On January 4, the first day of stock market trading in Hong Kong and the mainland in 2021, the stocks of China Mobile and other three major operators plunged due to the impact of the delisting of the New York Stock Exchange in the United States.
On December 31, 2020, the New York Stock Exchange (NYSE) said it would initiate delisting procedures for three telecom operators, China Mobile, China Telecom and China Unicom. As a result, the stocks of the three companies listed in Hong Kong and the mainland fell on Jan. 4.
According to Oriental Fortune Securities news, at 10:30 a.m. Beijing time on Jan. 4, Hong Kong shares of China Mobile (HK0941) fell 3.96 percent to HK$42.45, China Telecom (HK0728) fell 3.72 percent to HK$2.07 and China Unicom (HK0762) fell 2.7 percent to HK$4.33. A shares of China Unicom (600050) fell 3.36 percent to 4.31 yuan.
A statement from the New York Stock Exchange on Dec. 31 last year said trading in China Mobile Ltd, China Telecom Corp and China Unicom Hong Kong Ltd will be suspended from Jan. 7 to Jan. 11 and delisting procedures have been initiated. to comply with a U.S. executive order imposing restrictions on companies found to have ties to the Chinese (Communist Party of China) military.
President Donald Trump signed an order last November prohibiting U.S. investments in companies owned or controlled by the Chinese Communist Party’s military.
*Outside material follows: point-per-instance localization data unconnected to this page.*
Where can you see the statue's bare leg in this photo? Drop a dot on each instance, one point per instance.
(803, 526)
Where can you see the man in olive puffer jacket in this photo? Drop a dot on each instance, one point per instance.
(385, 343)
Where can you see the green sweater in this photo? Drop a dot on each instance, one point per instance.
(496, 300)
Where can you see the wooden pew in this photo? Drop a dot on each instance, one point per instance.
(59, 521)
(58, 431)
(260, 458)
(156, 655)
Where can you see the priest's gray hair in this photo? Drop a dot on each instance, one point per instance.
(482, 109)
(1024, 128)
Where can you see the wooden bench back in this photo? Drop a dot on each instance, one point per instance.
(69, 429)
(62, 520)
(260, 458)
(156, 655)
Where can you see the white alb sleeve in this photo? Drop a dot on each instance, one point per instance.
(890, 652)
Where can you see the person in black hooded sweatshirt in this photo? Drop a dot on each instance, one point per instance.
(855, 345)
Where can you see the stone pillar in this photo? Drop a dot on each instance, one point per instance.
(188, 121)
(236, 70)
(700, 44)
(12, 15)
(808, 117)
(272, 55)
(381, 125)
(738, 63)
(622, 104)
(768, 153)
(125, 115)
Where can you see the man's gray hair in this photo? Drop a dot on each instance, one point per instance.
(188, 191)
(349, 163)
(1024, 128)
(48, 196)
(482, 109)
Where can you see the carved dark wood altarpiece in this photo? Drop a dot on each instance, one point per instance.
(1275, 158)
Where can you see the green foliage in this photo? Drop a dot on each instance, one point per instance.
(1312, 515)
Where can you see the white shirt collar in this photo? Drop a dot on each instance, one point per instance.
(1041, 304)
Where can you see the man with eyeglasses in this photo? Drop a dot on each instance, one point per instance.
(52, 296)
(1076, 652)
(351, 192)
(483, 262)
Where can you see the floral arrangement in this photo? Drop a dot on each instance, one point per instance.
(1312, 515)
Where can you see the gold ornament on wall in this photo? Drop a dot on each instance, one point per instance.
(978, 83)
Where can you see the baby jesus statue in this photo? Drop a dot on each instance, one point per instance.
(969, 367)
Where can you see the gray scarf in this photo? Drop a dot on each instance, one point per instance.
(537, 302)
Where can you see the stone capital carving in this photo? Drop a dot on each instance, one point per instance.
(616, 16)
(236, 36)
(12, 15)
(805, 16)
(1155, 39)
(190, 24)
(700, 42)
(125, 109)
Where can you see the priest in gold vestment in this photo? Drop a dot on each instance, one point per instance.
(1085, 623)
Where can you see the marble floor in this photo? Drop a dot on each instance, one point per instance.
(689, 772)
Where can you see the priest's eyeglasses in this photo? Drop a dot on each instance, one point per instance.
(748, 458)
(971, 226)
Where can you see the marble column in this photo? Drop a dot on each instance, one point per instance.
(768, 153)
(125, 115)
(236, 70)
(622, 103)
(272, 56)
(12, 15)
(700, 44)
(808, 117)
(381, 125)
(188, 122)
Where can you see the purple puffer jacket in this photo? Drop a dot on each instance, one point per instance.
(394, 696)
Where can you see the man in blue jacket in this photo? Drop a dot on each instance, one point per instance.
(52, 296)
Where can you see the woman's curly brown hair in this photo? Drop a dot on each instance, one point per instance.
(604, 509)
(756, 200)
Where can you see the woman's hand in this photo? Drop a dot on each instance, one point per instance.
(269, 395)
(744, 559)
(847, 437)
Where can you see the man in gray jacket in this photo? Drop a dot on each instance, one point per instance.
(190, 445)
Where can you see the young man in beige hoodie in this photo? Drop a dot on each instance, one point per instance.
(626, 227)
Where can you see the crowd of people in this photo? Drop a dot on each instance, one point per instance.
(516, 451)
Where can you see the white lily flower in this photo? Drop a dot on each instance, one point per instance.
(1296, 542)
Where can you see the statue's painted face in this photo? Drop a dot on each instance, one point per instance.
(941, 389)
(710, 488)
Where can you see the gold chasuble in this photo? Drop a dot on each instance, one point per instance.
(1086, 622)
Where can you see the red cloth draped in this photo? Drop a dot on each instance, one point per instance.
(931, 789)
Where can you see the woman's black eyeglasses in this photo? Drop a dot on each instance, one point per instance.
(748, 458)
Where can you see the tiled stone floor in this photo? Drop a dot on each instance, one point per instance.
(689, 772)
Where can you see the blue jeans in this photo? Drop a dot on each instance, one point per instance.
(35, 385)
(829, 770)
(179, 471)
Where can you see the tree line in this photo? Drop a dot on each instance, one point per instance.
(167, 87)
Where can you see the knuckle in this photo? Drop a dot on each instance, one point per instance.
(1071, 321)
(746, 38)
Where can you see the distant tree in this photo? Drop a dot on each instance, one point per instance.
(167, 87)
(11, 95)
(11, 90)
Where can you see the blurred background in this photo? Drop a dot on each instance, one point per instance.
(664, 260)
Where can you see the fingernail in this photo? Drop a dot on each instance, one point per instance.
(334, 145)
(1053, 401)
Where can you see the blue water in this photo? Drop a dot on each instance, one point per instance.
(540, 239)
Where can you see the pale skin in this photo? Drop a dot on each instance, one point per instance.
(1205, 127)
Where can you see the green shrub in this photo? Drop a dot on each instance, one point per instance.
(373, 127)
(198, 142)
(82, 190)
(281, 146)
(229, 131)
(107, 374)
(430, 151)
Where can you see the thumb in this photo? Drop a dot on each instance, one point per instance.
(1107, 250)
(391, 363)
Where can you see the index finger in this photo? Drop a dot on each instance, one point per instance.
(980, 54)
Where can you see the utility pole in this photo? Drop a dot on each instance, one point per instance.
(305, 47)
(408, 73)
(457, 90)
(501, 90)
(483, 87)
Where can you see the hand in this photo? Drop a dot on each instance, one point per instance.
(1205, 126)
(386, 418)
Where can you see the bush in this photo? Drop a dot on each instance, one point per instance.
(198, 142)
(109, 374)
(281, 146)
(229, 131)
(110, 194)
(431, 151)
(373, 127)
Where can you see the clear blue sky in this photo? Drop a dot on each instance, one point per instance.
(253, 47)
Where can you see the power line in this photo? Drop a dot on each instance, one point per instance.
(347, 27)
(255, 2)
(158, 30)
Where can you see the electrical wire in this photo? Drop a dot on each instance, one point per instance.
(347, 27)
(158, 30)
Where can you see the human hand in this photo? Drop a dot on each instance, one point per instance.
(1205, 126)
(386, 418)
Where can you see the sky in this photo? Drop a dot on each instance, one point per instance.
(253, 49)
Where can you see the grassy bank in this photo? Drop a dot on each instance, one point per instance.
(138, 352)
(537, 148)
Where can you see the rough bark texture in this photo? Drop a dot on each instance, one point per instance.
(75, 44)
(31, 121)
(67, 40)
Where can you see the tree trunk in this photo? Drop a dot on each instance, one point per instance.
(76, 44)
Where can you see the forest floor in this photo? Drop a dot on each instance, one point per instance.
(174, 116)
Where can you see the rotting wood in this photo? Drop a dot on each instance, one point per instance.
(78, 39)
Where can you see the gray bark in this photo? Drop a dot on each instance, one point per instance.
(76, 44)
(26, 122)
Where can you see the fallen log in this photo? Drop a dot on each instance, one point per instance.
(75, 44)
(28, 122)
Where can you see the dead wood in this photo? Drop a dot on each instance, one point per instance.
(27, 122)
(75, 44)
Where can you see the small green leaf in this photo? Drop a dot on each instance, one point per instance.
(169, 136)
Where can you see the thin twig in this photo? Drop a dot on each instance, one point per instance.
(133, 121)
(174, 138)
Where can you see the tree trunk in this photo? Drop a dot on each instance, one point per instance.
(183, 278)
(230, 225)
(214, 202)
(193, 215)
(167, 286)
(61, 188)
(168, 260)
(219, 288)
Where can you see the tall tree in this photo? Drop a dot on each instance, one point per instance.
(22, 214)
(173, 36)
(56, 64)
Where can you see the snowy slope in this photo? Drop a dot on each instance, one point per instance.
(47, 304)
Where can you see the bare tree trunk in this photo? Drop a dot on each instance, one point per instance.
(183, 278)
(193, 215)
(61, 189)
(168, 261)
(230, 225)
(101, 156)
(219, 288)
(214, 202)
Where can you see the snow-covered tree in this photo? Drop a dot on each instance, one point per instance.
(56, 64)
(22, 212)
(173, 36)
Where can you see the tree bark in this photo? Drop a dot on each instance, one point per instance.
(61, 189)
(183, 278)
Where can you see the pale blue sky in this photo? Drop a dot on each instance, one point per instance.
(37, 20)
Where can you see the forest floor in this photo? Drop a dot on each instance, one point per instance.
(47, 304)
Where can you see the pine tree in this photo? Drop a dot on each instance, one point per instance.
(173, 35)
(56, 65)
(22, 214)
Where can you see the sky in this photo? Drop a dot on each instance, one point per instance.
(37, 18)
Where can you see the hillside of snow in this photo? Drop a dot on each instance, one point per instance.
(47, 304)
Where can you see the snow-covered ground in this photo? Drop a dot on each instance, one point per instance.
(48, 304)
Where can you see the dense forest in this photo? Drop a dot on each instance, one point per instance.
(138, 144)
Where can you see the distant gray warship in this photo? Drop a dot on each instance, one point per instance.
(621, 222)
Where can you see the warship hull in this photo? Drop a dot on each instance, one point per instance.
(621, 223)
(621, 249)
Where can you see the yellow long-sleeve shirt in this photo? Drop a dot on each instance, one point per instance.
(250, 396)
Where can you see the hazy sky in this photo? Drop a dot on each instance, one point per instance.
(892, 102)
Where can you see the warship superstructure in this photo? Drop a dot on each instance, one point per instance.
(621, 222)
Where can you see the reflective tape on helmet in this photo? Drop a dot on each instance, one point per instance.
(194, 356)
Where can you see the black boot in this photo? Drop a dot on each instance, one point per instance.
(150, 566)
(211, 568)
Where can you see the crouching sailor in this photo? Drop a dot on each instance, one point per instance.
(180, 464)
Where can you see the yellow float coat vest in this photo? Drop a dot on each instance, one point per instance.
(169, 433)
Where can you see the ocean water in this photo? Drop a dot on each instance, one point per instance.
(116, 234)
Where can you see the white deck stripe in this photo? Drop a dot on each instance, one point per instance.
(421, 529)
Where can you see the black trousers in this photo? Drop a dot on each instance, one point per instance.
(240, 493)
The order prohibits U.S. investors from trading stocks on a list of Chinese companies designated by the Pentagon as having military ties.
Some analysts say the U.S. expulsion of the three major Chinese telecom operators blocks one avenue for Chinese telecom operators to finance the construction of 5G. The move represents a further escalation of U.S. economic sanctions against China, and more related companies are expected to be mandatorily delisted subsequently.
As of 2:10 p.m. GMT on the 4th, China Mobile shares were down 1.81% at HK$43.50, China Telecom shares were down 3.26% at HK$2.08, and China Unicom shares were down 2.70% at HK$4.33.